Patanjali: The Man, The Myth, The Yogi

Book One, Sutra 33
“Maitri karuna muditopeksanam sukha duhka punyapuna visayanam bhavanatas citta prasadanam. By cultivating attitudes of friendliness toward the happy, compassion for the unhappy, delight in the virtuous, and disregard toward the wicked, the mind-stuff retains its undisturbed calmness.”

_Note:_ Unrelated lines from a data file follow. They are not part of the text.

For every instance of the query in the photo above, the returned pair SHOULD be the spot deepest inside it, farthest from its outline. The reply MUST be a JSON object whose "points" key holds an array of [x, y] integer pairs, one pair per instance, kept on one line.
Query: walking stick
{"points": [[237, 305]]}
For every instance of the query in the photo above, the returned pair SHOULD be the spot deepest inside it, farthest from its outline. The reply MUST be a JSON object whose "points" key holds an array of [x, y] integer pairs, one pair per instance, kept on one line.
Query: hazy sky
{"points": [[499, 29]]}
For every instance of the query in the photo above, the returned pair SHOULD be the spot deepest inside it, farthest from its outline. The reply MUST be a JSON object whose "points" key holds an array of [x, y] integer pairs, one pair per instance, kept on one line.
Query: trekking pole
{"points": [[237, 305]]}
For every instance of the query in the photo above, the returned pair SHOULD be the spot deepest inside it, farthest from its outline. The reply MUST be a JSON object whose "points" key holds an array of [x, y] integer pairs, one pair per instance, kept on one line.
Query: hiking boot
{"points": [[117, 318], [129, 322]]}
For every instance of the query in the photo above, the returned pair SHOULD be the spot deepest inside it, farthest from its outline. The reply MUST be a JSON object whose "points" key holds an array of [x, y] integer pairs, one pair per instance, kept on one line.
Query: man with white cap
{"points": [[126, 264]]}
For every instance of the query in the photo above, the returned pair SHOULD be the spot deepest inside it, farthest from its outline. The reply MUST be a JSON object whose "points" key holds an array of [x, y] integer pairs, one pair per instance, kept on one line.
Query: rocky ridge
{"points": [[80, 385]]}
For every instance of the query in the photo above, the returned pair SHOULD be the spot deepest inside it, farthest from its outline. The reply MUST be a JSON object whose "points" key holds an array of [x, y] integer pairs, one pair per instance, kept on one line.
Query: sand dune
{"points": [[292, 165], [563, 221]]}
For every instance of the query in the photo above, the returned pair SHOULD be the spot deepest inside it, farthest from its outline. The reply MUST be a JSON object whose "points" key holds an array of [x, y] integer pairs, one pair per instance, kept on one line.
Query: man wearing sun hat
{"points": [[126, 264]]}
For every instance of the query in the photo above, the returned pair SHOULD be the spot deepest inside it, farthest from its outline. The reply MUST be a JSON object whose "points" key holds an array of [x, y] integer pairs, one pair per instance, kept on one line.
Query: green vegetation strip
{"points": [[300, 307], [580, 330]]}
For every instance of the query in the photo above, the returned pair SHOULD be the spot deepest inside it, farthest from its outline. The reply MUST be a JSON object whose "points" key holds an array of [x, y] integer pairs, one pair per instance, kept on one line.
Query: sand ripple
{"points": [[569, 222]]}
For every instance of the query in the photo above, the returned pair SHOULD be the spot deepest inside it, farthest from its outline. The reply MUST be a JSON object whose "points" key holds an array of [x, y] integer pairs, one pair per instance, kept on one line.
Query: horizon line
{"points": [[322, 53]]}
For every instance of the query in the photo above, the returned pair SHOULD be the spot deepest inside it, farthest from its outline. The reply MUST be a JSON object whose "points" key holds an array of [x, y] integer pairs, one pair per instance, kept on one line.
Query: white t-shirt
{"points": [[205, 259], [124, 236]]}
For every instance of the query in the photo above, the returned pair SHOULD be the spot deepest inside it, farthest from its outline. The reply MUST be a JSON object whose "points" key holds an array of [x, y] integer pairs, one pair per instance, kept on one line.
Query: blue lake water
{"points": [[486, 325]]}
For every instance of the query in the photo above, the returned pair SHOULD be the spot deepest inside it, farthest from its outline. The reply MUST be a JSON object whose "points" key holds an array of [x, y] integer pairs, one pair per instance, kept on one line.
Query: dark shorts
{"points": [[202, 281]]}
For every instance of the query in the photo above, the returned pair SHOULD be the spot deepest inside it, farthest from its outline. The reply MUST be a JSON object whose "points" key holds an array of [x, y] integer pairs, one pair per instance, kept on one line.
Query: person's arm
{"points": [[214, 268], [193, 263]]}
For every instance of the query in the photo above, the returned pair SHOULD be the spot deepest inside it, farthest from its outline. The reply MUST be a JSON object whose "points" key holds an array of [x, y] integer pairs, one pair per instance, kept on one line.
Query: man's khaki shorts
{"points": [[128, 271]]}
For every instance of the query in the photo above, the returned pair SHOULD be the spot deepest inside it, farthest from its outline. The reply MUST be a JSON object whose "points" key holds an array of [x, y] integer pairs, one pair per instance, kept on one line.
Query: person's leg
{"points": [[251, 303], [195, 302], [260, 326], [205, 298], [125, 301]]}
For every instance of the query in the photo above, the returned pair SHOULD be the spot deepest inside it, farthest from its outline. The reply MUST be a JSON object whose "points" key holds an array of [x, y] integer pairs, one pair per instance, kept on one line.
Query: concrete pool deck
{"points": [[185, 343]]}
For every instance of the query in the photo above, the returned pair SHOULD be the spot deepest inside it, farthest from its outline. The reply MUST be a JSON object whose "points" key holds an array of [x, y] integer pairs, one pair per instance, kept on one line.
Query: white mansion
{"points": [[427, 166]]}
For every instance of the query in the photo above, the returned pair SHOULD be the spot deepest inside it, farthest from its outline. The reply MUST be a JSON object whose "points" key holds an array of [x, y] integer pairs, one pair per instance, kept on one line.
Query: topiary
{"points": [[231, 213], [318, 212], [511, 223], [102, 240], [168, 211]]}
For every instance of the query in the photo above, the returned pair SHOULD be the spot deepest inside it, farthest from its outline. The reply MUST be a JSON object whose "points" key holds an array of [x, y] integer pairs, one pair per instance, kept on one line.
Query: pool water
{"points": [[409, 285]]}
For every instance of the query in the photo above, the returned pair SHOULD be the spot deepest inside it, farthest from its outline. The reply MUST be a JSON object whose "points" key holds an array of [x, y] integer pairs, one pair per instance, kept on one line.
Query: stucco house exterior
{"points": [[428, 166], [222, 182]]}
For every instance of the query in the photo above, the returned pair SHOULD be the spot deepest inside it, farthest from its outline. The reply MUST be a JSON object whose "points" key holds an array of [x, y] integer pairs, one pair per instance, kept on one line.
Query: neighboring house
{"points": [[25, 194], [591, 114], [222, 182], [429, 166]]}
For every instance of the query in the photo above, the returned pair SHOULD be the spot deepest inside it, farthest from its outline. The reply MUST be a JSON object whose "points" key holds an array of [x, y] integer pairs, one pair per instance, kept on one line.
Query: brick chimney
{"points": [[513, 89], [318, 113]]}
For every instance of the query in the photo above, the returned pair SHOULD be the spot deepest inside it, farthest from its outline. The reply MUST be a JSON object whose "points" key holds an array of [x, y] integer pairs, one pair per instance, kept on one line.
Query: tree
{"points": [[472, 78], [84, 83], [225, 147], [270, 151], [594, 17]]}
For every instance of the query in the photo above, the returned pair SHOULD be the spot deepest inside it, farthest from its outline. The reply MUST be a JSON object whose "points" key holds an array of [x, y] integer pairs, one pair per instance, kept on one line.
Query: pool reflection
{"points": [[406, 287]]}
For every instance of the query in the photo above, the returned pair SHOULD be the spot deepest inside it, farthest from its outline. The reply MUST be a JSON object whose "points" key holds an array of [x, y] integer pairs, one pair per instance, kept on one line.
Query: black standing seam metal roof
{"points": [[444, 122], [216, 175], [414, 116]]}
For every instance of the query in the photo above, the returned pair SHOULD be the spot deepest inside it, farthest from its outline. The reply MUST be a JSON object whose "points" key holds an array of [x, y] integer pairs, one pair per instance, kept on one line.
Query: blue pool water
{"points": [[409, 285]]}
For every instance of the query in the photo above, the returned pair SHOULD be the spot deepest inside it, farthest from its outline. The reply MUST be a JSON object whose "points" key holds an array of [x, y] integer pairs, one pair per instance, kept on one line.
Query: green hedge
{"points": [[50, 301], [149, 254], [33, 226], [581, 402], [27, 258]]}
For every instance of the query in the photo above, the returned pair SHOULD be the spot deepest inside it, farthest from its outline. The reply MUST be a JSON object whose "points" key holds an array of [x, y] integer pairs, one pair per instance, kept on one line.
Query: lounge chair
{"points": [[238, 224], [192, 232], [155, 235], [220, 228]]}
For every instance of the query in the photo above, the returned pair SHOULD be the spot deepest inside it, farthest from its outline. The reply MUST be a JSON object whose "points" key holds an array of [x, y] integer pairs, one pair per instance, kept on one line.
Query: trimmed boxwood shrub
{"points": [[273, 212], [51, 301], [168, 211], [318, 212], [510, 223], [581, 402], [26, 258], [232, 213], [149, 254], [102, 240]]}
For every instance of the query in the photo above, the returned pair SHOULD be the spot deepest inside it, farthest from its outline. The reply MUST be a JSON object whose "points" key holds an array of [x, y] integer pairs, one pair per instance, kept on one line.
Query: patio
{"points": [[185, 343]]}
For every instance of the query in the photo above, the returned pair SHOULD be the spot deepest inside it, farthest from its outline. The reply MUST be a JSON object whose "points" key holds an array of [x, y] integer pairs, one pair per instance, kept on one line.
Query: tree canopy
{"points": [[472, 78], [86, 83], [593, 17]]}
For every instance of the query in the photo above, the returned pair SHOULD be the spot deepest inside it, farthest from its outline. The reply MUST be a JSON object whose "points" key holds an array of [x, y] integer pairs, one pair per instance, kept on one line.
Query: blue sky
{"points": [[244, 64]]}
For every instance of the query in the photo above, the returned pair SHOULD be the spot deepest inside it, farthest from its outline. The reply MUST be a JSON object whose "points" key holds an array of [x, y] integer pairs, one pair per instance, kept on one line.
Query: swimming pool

    This Sutra is echoed by the more modern teaching of The Golden Rule, “Do unto others as you would have done to you.” In the Sutra however, Patanjali breaks down this idea further by describing the four types of people one may encounter. The happy, unhappy, virtuous and the wicked must all be treated in certain ways by the yogi. By treating each type of person appropriately, the yogi may stay balanced and peaceful in her own mind while addressing those around her in a positive way. 

          
  By greeting the happy with friendliness, the yogi stays free from jealousy and negative speculation about the happy person. Friendliness and well wishes basically ensure those feelings are returned by the happy person, thus creating a positive experience for both parties. By offering friendliness the yogi also keeps at bay her own wickedness which otherwise would cloud the mind-stuff and destroy any chance for calmness and peace.

          
  When we offer compassion for the unhappy, we show that we are sympathetic to their feelings of unhappiness, despite the matters of why they have come to be unhappy in the first place. The yogi does not place blame or judgment on the unhappy, but offers empathy and mercy towards them. These actions certainly will not increase unhappiness, and may possibly serve to reverse the feelings of sorrow and elevate the unhappy to a better emotional position. By offering compassion, the yogi inadvertently invites compassion to be returned and keeps a stable, peaceful mind.  

           
    Virtuous people are often envied or resented for their luck and accomplishments. These feelings stem from inadequacies one feels about themselves. However by treating the virtuous with delight, as Patanjali suggests, the yogi may in turn learn to strengthen and grow the virtuous qualities already in their possession. In our modern culture, the virtuous are often coveted and despised by the jealous and envious. Some are not able to delight in the success of others, and must then focus on shortcomings of the virtuous and attempt to tear them down out of spite. This takes an enormous amount of mental and emotional energy, distracting the envious from their virtues, successes and delights. The mind cannot be peaceful and calm when it is poisoned by jealousy and malice. 

            
    This leads us to the final of the four types of people Patanjali describes in this Sutra, the wicked. According to Patanjali, the yogi is to treat the wicked with indifference. By doing this, the yogi does not give up her peace or clarity of mind. The wicked do not want assistance or guidance from the yogi, therefore it is best that they are treated with indifference. It is likely that at one time the yogi has acted wickedly, and that must be remembered. Hope the wicked will recover and become a better person in the future, rather than despising or engaging them. The wicked will never accept well intentioned advice therefore the yogi should not offer it lest she lose her own serenity.

             
    Sri Swami Satchidananda’s commentary on this Sutra asks the reader if she can think of another type of person not mentioned by Patanjali here. I offer the arrogant person as an additional character. Arrogance is a corrupted form of pride. The truly arrogant are most likely overcompensating for feelings of inferiority despite virtuous accomplishments. They are never pleased with themselves nor do they know how to maintain a serene mind. The arrogant attempt to make those around them believe an exaggerated version of reality. The arrogant however, are not truly proud in the pure and positive sense. They are liars who spread falsehoods to themselves and those around them in an attempt to quell internal conflict. I believe this type of person should be treated with a combination of compassion and indifference for all of the same reasons listed in the previous examples. I agree with Satchidananda that this Sutra in particular is an important one to keep handy in the mental rolodex. These ideas are basic, positive ways to treat others which in turn help the yogi to achieve peace, serenity and calmness within.